Henry was CEO of GreenSpring Computers in Redwood City, CA from 1989 through 1995, when it was acquired by SBS Technologies, now GE Fanuc Embedded Systems.
Henry was a lay leader of the United Jewish Appeal in Daytona Beach, Florida, and later of the Jewish Federation and the United Way of America in Syracuse, NY. He was a board member and treasurer of Syracuse's inner-city Southwest Area Day Care Center, and led the development project for their facility. He served on Syracuse's Planned Parenthood board. Henry was a founder and board member of Syracuse's Jewish congregation Young Israel - Shaarei Torah, and an early board member and treasurer of Palo Alto, California's congregation Emek Beracha.
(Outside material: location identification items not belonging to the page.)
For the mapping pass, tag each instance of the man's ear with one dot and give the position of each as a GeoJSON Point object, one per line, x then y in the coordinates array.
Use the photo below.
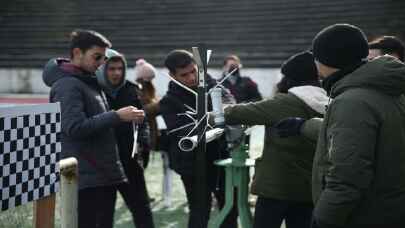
{"type": "Point", "coordinates": [77, 53]}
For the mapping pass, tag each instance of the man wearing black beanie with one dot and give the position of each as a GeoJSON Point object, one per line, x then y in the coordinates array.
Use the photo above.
{"type": "Point", "coordinates": [358, 177]}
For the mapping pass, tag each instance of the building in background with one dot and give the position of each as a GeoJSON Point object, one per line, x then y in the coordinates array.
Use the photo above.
{"type": "Point", "coordinates": [262, 32]}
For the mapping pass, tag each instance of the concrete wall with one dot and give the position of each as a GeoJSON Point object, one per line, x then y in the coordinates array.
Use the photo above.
{"type": "Point", "coordinates": [30, 80]}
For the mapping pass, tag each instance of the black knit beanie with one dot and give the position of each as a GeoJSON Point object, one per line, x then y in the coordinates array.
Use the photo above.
{"type": "Point", "coordinates": [340, 45]}
{"type": "Point", "coordinates": [300, 67]}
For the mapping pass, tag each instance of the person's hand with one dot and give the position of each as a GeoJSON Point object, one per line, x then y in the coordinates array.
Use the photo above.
{"type": "Point", "coordinates": [130, 113]}
{"type": "Point", "coordinates": [287, 127]}
{"type": "Point", "coordinates": [144, 156]}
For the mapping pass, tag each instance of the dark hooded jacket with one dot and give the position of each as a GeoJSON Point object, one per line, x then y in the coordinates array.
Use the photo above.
{"type": "Point", "coordinates": [359, 167]}
{"type": "Point", "coordinates": [243, 88]}
{"type": "Point", "coordinates": [87, 132]}
{"type": "Point", "coordinates": [118, 97]}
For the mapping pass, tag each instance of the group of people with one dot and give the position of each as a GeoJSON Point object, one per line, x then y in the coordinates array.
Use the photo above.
{"type": "Point", "coordinates": [334, 131]}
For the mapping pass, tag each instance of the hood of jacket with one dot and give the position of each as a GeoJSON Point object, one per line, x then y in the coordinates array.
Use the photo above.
{"type": "Point", "coordinates": [101, 73]}
{"type": "Point", "coordinates": [385, 74]}
{"type": "Point", "coordinates": [314, 97]}
{"type": "Point", "coordinates": [58, 68]}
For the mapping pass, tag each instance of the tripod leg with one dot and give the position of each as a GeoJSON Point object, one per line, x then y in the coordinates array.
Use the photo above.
{"type": "Point", "coordinates": [245, 214]}
{"type": "Point", "coordinates": [229, 198]}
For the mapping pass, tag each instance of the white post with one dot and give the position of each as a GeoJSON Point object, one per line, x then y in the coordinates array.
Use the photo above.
{"type": "Point", "coordinates": [69, 192]}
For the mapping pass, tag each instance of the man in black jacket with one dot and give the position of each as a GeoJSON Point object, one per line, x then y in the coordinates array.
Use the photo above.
{"type": "Point", "coordinates": [177, 101]}
{"type": "Point", "coordinates": [87, 126]}
{"type": "Point", "coordinates": [120, 93]}
{"type": "Point", "coordinates": [242, 88]}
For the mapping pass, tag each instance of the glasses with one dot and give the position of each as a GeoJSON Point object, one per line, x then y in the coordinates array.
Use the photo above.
{"type": "Point", "coordinates": [99, 57]}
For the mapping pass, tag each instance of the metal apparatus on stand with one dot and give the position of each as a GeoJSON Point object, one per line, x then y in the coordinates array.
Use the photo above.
{"type": "Point", "coordinates": [236, 167]}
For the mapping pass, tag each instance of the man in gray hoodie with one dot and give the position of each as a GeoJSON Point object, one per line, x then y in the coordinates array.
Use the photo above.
{"type": "Point", "coordinates": [87, 124]}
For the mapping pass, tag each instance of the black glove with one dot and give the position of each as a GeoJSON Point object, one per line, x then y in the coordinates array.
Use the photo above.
{"type": "Point", "coordinates": [319, 224]}
{"type": "Point", "coordinates": [144, 156]}
{"type": "Point", "coordinates": [288, 127]}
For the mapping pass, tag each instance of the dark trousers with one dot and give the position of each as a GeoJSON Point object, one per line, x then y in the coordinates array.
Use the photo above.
{"type": "Point", "coordinates": [216, 184]}
{"type": "Point", "coordinates": [136, 196]}
{"type": "Point", "coordinates": [270, 213]}
{"type": "Point", "coordinates": [96, 205]}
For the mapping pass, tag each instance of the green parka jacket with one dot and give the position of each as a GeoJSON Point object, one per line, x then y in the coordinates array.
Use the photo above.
{"type": "Point", "coordinates": [359, 166]}
{"type": "Point", "coordinates": [284, 170]}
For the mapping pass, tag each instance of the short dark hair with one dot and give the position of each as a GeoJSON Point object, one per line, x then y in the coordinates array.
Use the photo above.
{"type": "Point", "coordinates": [287, 83]}
{"type": "Point", "coordinates": [178, 59]}
{"type": "Point", "coordinates": [86, 39]}
{"type": "Point", "coordinates": [232, 57]}
{"type": "Point", "coordinates": [388, 45]}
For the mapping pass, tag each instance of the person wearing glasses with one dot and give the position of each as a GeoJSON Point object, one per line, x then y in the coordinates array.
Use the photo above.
{"type": "Point", "coordinates": [87, 126]}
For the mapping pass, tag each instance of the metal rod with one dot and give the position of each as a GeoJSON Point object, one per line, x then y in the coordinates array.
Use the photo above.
{"type": "Point", "coordinates": [190, 143]}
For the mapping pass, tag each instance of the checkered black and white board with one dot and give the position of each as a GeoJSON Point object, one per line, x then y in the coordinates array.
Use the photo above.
{"type": "Point", "coordinates": [29, 153]}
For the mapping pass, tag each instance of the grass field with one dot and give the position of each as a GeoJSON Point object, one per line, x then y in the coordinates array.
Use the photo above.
{"type": "Point", "coordinates": [174, 216]}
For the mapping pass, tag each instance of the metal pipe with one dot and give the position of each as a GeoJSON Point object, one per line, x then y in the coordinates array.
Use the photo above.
{"type": "Point", "coordinates": [190, 143]}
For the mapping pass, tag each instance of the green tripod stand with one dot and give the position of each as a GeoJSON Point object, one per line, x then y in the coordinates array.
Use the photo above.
{"type": "Point", "coordinates": [236, 178]}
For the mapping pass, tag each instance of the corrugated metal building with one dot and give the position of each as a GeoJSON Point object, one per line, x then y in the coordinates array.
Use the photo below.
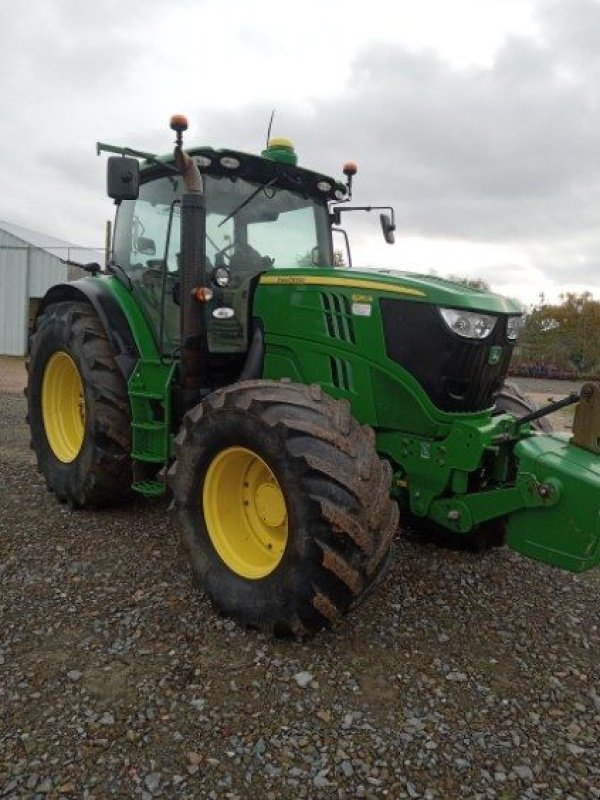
{"type": "Point", "coordinates": [30, 263]}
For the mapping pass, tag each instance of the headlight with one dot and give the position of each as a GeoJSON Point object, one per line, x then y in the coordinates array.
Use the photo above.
{"type": "Point", "coordinates": [470, 324]}
{"type": "Point", "coordinates": [513, 326]}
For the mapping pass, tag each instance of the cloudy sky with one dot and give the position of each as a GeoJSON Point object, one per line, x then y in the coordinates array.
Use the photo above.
{"type": "Point", "coordinates": [478, 120]}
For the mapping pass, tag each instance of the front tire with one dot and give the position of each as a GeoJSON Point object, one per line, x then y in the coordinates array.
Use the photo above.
{"type": "Point", "coordinates": [78, 408]}
{"type": "Point", "coordinates": [284, 505]}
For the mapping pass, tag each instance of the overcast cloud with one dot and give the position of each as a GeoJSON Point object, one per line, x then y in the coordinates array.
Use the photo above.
{"type": "Point", "coordinates": [482, 128]}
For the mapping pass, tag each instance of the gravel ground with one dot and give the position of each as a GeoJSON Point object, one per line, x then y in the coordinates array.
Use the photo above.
{"type": "Point", "coordinates": [461, 676]}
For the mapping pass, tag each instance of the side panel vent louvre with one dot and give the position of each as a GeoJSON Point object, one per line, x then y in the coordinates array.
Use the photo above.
{"type": "Point", "coordinates": [341, 373]}
{"type": "Point", "coordinates": [338, 319]}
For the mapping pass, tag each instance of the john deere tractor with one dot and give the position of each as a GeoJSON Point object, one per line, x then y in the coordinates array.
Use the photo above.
{"type": "Point", "coordinates": [291, 406]}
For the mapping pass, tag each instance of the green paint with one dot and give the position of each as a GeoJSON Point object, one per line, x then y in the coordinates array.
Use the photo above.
{"type": "Point", "coordinates": [566, 534]}
{"type": "Point", "coordinates": [495, 355]}
{"type": "Point", "coordinates": [437, 454]}
{"type": "Point", "coordinates": [324, 326]}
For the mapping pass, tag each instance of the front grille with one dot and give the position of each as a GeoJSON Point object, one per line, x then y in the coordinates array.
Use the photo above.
{"type": "Point", "coordinates": [454, 372]}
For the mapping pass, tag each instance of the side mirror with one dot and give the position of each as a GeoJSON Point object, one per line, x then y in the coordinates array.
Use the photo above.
{"type": "Point", "coordinates": [388, 227]}
{"type": "Point", "coordinates": [122, 178]}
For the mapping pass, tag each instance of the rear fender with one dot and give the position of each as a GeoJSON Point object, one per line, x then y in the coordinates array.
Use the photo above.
{"type": "Point", "coordinates": [566, 533]}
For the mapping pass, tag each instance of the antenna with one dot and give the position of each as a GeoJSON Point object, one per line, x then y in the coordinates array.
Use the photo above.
{"type": "Point", "coordinates": [270, 126]}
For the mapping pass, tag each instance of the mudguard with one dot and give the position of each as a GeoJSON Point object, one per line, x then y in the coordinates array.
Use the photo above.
{"type": "Point", "coordinates": [566, 533]}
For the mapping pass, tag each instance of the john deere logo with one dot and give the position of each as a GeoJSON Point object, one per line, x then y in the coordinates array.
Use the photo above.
{"type": "Point", "coordinates": [495, 355]}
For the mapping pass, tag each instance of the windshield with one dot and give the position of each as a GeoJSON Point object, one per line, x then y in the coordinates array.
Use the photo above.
{"type": "Point", "coordinates": [250, 227]}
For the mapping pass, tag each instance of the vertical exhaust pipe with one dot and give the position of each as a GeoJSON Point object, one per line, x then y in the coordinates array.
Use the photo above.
{"type": "Point", "coordinates": [194, 342]}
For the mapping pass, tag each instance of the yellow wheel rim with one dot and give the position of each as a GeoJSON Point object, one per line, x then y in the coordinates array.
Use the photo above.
{"type": "Point", "coordinates": [245, 512]}
{"type": "Point", "coordinates": [63, 407]}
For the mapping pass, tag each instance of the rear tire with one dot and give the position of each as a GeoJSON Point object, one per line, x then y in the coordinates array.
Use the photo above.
{"type": "Point", "coordinates": [284, 505]}
{"type": "Point", "coordinates": [78, 408]}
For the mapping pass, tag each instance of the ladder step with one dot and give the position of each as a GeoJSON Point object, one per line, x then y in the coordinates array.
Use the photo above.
{"type": "Point", "coordinates": [149, 488]}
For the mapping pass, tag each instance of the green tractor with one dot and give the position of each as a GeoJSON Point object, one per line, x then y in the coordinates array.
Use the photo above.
{"type": "Point", "coordinates": [292, 406]}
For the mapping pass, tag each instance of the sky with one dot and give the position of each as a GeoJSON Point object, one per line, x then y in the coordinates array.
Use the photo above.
{"type": "Point", "coordinates": [477, 120]}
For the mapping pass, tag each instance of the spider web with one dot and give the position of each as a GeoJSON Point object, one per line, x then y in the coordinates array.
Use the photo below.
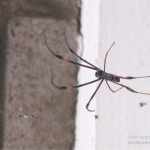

He was a founding board member and first treasurer of the Mid-Peninsula Jewish Community Day School in Palo Alto, CA (presently Gideon Hausner Jewish Day School), and board member of Yeshivat Rambam in Baltimore, MD.
Henry was also a major financial contributor to the Krieger Schechter (Jewish) Day School, the Beth Tfiloh Day School, Congregation Shomrei Emunah, Tulane University, The Syracuse Hebrew Day School, Yeshivat Sha'alvim, Gideon Hausner Jewish Day School, and Gann Academy.